Everybody agrees – some more than others – that the increased traffic and customers to the area will be a boon to the commercial district. Here’s a look at some new, as well as some familiar, faces in the South Elkhorn Village, and their thoughts and expectations on the evolving center.
Ramsey’s, which has four locations throughout Lexington, opened its South Elkhorn Village restaurant in 2000. Owned by Rob Ramsey, it is renowned by locals for its casual atmosphere, made-from-scratch menu items, and Southern hospitality-style service.
Since opening over 12 years ago, the restaurant has endured a number of expected and unexpected hardships – from the Harrodsburg Road widening project and a couple of floods to the initial development of South Elkhorn Village – and has emerged as a dining stalwart in that part of town.
“We have built a successful business by serving a quality product with exceptionally hospitable people,” Ramsey said.
While Ramsey is hoping for the best with the addition of the new South Elkhorn Village restaurants and the commercial property owner’s “dining destination” mentality, as a savvy small business owner and veteran restauranteur he is also aware that the influx of new restaurants could pose a number of challenges to his business.

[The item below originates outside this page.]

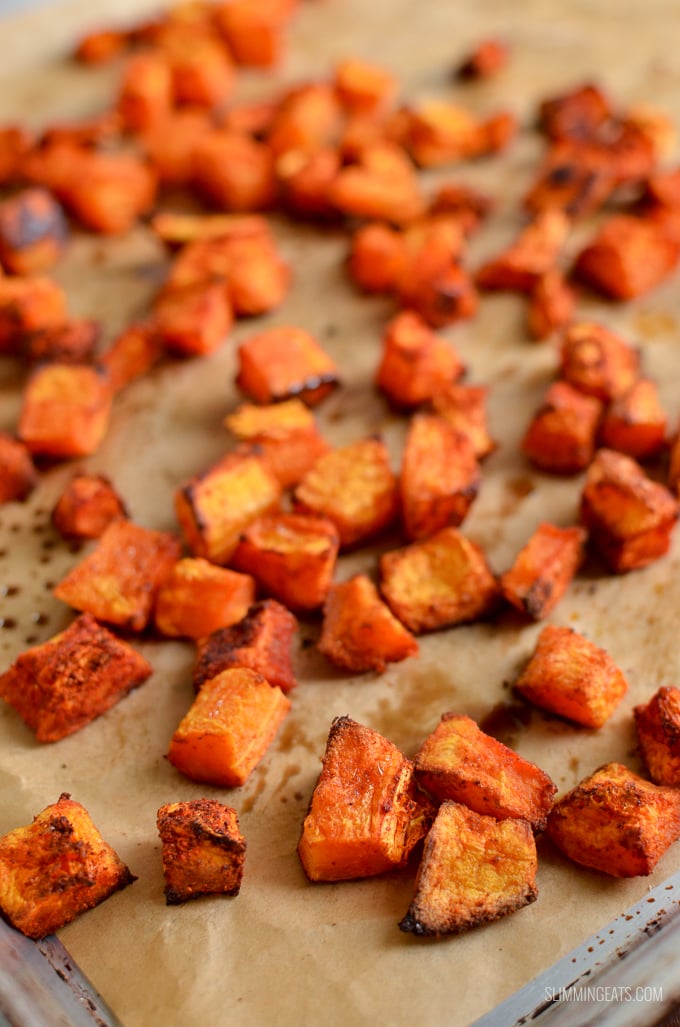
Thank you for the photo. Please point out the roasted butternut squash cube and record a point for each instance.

“We welcome our new neighbors and wish all of us success, but our job to excel will be made more difficult than when we were the only ones on the block,” he said.
The second oldest restaurant in South Elkhorn Village, Coffee Pub, is owned by Erin Rader, who bought the restaurant from its previous owner three years ago.

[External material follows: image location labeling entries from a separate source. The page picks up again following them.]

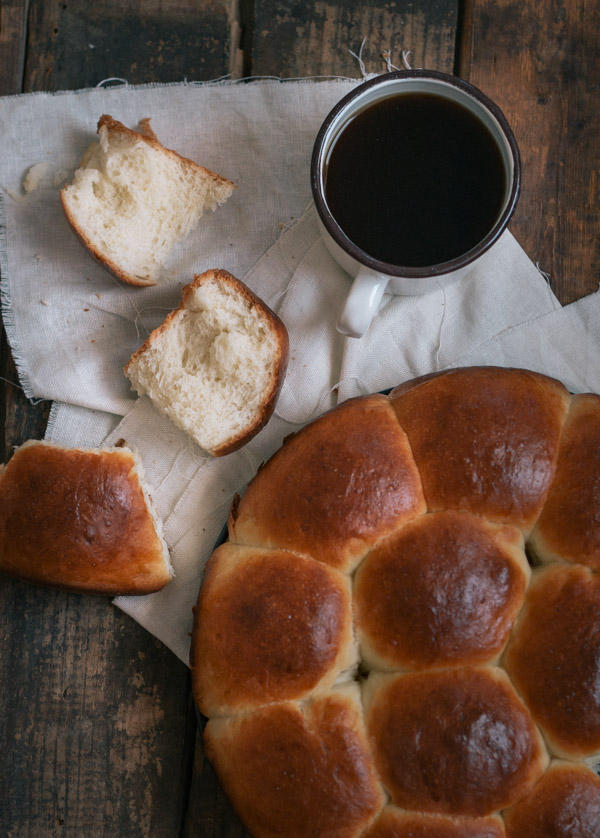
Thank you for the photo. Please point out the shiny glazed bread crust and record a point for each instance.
(400, 493)
(80, 520)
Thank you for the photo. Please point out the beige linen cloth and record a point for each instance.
(72, 327)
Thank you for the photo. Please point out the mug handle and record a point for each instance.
(362, 302)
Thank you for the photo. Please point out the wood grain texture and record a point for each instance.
(78, 44)
(541, 63)
(97, 734)
(316, 38)
(13, 25)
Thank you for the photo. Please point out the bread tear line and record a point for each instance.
(132, 200)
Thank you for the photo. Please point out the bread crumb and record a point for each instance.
(33, 177)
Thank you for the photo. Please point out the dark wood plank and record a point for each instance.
(541, 63)
(97, 730)
(13, 25)
(315, 38)
(78, 44)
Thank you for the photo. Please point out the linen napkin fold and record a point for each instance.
(300, 280)
(71, 325)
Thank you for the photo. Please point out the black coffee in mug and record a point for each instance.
(415, 179)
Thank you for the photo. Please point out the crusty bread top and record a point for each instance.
(80, 520)
(398, 823)
(132, 200)
(340, 484)
(495, 430)
(456, 741)
(561, 614)
(564, 804)
(428, 500)
(569, 525)
(247, 595)
(299, 770)
(445, 589)
(217, 363)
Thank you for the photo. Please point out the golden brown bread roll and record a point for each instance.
(335, 488)
(445, 589)
(398, 823)
(426, 501)
(569, 525)
(80, 520)
(274, 626)
(453, 741)
(553, 658)
(496, 432)
(564, 804)
(298, 770)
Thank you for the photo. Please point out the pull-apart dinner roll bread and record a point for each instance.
(132, 200)
(275, 626)
(484, 439)
(454, 741)
(569, 525)
(296, 770)
(216, 365)
(80, 520)
(445, 589)
(553, 658)
(564, 804)
(398, 823)
(335, 488)
(386, 548)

Located in a quaint, 150-year-old stone house behind Ramsey’s, the restaurant offers a variety of southern and southwest-style breakfast offerings as well as specialty sandwiches for lunch. “We’re known for our chicken salad and tomato basil soup, and we use high quality ingredients,” Rader said. “It’s a great place to bring people from out of town instead of going to a chain. … People are really wowed when they see our menu because it’s extensive for being such a small place.”
A Kentucky native, Rader has been involved in the food business for many years as a hostess and server, most recently working for Josie’s owner Bobby Murray. In the three years since Rader has taken over ownership of Coffee Pub, she says the restaurant’s sales have tripled.
“We have a lot of regulars – there are some people that eat here every day,” Rader said. “I think it’s because we have such a great staff and I don’t have a big turnover. We talk to (our regulars), know them by name and know what they order.”
Rader believes the new restaurants in South Elkhorn Village will help her business. “I think it’s wonderful for the shopping center and for us as restaurants, because it creates traffic,” she said. “It’s not a threat to me. Now people will go to all the places, so it’s a good thing.”